Hier erfahren Sie, was Sie am Freitag, den 6. Mai wissen müssen:
Nach der Abwärtskorrektur, die nach den geldpolitischen Ankündigungen der Fed am späten Mittwoch zu beobachten war, stieg der US-Dollar-Index am Donnerstag sprunghaft an und erreichte mit 103,94 den höchsten Stand seit Dezember 2002. Die Rendite der 10-jährigen US-Staatsanleihen stieg um mehr als 3% und der S&P 500 fiel um 3,6%. Die letzten erheblichen Daten der Woche sind die US-Arbeitsmarktdaten für den Monat April, für die ein Wert von 391.000 erwartet wird. Die Marktteilnehmer werden im Laufe des Tages auch die Reden der Bank of England (BOE) und der Fed aufmerksam verfolgen. Schließlich wird der kanadische Arbeitsmarktbericht als neuer Katalysator erwartet.
Die Bank of England (BOE) gab am Donnerstag bekannt, dass sie den Leitzins wie erwartet um 25 Basispunkte (bps) auf 1% anhebt. Obwohl aus der Erklärung hervorging, dass drei Mitglieder des geldpolitischen Ausschusses für eine Zinserhöhung um 50 Basispunkte stimmten, geriet das britische Pfund unter starken Abwärtsdruck. Die BOE warnte, dass die britische Wirtschaft in eine Rezession abgleiten könnte, und Gouverneur Andrew Bailey stellte eine "sehr starke Verlangsamung" der Aktivität fest. Schließlich stellte die Bank klar, dass sie an einem Plan arbeiten wird, um mit dem Verkauf der Staatsanleihen zu beginnen, die sie seit Beginn der Krise gekauft hat, und diesen im August vorzustellen.
EUR/USD gab alle Gewinne vom Mittwoch wieder ab und wurde zuletzt bei 1,0500 gesehen. Olli Rehn, Mitglied des Rates der Europäischen Zentralbank, erklärte am Donnerstag, dass der Leitzins im Herbst bei Null liegen könnte und die erste Zinserhöhung im Juli erfolgen würde. Diese Äußerungen trugen jedoch nicht dazu bei, dass die Gemeinschaftswährung Nachfrage fand.
GBP/USD notiert am frühen Freitag bei etwa 1,2300 auf dem niedrigsten Stand seit Juni 2020. Auf Wochenbasis ist das Paar um mehr als 250 Punkte gefallen.
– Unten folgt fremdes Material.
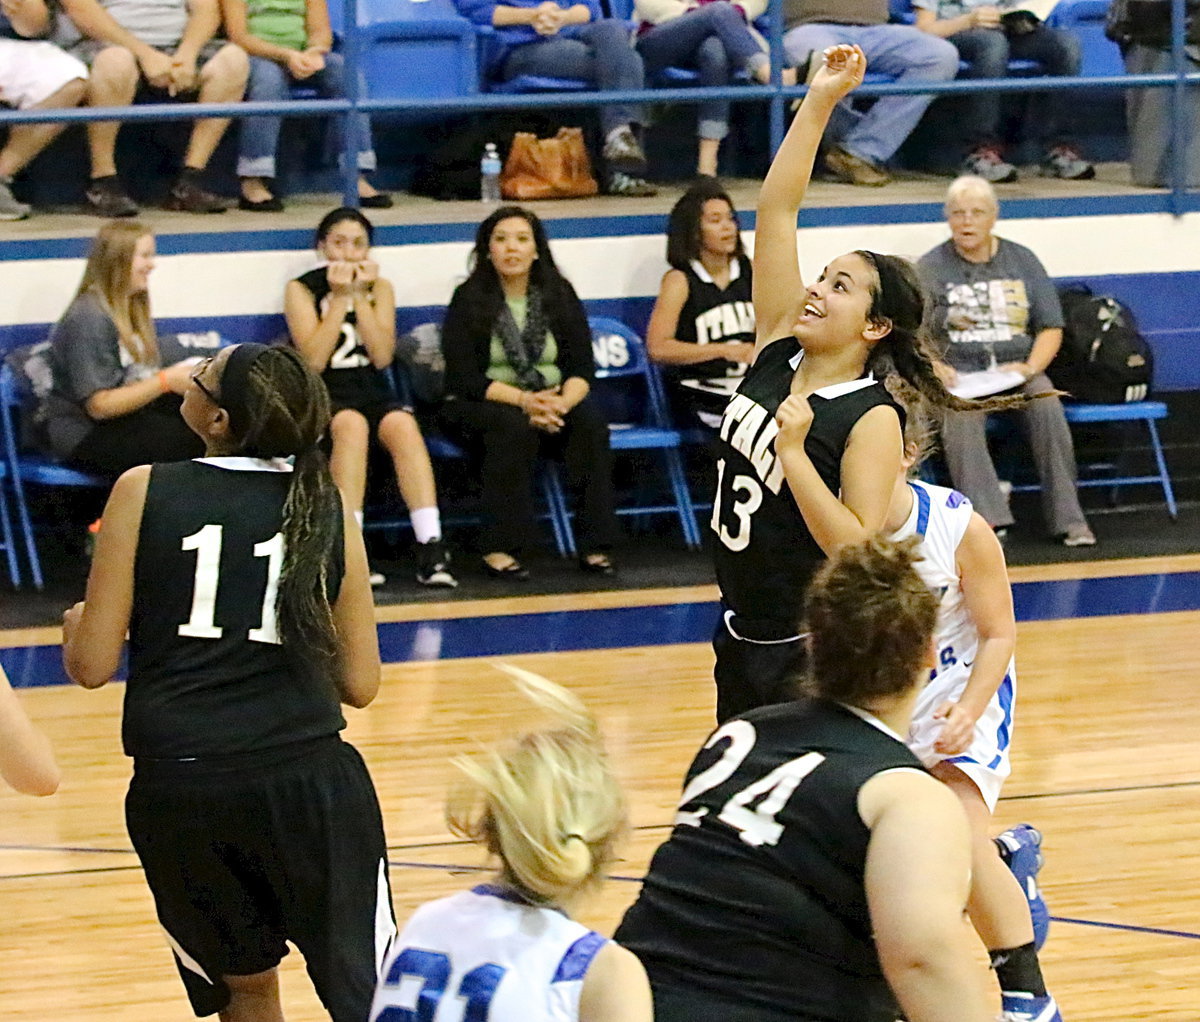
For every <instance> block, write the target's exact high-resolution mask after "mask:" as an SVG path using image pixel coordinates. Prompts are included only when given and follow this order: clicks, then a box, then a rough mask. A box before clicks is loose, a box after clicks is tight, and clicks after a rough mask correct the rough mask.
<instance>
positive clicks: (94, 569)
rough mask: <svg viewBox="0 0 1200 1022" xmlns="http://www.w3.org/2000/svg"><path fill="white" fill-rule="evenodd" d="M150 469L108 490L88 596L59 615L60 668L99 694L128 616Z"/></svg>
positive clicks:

USD/JPY erholte sich angesichts steigender Renditen von US-Staatsanleihen und beendete am Donnerstag eine zweitägige Verlustserie. Das Paar verzeichnete zuletzt bescheidene Tagesgewinne bei 130,50.
Gold stieg am Donnerstag über die Marke von $1.900, machte aber in der zweiten Tageshälfte eine deutliche Kehrtwende und schloss tief im negativen Bereich. XAU/USD bleibt am europäischen Morgen relativ ruhig bei $1.870.
Bitcoin fiel am Donnerstag aufgrund der Risikoaversion um fast 8% und ging in eine Konsolidierungsphase bei $36.300 über. Ethereum verlor 6,5% und bewegte sich zuletzt bei rund 2.700 $ seitwärts.